バスケを始めたばかりの頃の俺は、背もまだ低かったけど、それでも運動神経はいい方だったためにすぐに周りと同じレベルには達することができた。
でも、秀司のプレーを初めて見た時、初心者の俺でもすぐに分かった。
――ああ、たぶん、こいつにはいくら練習しても勝てないな、と。
何より周りの人とセンスが違った。
始めた時期にそんなに差はないはずなのに、こんなに自分と差ができるのかと思うくらい。
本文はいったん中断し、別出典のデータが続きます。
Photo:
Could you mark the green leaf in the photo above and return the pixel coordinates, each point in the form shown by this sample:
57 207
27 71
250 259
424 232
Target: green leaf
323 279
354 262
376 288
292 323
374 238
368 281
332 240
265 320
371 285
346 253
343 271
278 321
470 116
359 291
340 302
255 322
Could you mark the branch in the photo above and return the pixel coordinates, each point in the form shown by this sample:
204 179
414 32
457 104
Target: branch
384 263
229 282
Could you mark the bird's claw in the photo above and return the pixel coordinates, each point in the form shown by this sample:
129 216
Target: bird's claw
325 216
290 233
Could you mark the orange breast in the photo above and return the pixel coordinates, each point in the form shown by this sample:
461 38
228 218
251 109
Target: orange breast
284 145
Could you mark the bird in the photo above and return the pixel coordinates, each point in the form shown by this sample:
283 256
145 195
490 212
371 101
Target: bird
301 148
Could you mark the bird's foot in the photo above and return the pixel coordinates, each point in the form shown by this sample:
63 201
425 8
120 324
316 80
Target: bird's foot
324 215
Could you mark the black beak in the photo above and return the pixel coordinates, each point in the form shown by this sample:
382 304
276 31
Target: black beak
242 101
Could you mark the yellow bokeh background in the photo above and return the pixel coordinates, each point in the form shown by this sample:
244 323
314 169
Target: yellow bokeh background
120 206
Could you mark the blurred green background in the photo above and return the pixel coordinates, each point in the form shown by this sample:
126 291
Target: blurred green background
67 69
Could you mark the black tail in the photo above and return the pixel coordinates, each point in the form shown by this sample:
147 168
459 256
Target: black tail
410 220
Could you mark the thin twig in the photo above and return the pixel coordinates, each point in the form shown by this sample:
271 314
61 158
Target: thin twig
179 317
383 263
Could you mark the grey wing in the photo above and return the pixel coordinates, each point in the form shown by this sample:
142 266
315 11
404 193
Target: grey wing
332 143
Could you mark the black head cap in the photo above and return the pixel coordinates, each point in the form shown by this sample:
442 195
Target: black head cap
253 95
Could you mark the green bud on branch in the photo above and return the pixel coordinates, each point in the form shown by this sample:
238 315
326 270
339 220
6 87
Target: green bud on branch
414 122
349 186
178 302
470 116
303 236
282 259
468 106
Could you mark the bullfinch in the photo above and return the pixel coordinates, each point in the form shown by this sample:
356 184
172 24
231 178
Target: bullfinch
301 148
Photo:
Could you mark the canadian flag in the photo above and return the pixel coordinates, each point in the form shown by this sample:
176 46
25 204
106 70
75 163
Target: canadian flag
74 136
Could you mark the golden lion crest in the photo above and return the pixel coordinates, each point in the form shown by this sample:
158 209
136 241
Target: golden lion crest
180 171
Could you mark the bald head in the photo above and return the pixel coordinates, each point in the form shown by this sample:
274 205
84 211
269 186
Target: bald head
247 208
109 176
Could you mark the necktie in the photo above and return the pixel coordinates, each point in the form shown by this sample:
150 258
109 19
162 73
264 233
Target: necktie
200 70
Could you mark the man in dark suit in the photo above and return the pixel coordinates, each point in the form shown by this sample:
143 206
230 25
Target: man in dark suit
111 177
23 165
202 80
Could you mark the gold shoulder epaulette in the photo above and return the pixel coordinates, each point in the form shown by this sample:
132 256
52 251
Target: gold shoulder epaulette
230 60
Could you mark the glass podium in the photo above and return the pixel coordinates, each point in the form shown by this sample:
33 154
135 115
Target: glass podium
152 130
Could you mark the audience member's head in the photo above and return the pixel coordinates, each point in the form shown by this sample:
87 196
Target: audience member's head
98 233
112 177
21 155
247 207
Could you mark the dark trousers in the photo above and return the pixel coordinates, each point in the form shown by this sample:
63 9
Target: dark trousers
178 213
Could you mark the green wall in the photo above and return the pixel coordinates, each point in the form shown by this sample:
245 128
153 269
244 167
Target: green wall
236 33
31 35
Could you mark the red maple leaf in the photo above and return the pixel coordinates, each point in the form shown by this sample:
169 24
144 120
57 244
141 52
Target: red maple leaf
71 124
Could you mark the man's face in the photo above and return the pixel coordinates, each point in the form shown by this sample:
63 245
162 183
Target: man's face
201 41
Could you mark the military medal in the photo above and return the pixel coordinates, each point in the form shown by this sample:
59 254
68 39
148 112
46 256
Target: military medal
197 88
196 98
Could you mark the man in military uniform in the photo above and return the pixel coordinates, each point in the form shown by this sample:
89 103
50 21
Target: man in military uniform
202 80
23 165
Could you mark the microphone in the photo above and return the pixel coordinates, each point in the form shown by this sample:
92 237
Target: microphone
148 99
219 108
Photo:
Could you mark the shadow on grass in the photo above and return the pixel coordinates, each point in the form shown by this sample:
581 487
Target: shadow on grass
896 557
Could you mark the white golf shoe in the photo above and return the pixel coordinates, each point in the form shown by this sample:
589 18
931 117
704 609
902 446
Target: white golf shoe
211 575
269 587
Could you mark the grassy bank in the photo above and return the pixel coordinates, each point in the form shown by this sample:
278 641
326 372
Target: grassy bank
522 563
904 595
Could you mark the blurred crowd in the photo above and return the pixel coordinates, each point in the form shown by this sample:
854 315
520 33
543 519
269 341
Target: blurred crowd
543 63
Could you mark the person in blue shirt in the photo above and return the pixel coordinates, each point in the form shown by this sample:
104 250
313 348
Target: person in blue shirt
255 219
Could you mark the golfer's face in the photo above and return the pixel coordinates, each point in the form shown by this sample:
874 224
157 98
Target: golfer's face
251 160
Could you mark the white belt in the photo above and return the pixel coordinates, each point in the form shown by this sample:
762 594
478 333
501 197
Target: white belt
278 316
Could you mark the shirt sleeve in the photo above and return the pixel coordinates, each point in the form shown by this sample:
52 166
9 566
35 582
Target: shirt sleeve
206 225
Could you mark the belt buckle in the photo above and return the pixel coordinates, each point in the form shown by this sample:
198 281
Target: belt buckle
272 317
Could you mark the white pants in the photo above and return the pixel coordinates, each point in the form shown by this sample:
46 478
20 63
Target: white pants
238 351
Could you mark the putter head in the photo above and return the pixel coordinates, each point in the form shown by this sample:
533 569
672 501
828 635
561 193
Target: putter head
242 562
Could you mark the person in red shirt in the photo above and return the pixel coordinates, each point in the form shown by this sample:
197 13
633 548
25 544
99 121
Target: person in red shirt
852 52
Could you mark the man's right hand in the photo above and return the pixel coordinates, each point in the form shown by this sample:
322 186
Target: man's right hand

「――スポーツを始める理由なんて、そんなものじゃない?
私なんて、双子のお姉ちゃんと区別してもらいたくて、活発な子に見られるために始めた、なんて理由だよ。」
そう言って、ユウはおどけたように笑った。
「だから、幼馴染みの真似してバスケを始めたっていいんだよ。
大切なのは、今の自分がバスケを好きなのかってことじゃない?」
「今の自分がバスケを好きか……?」
「うん。だってさ、始めた時期や理由は違っても、バスケを好きな気持ちはみんな一緒のはずでしょ?」
「――っ、」
ユウのその言葉に俺は、返す言葉がなかった。
秀司がバスケ部を辞めて、何で俺はバスケをやっていたのか、見失っていた。
バスケが好き。その気持ちに嘘はない。
――彼女のその言葉が、ずっと晴れなかった俺の心を救ってくれたんだ。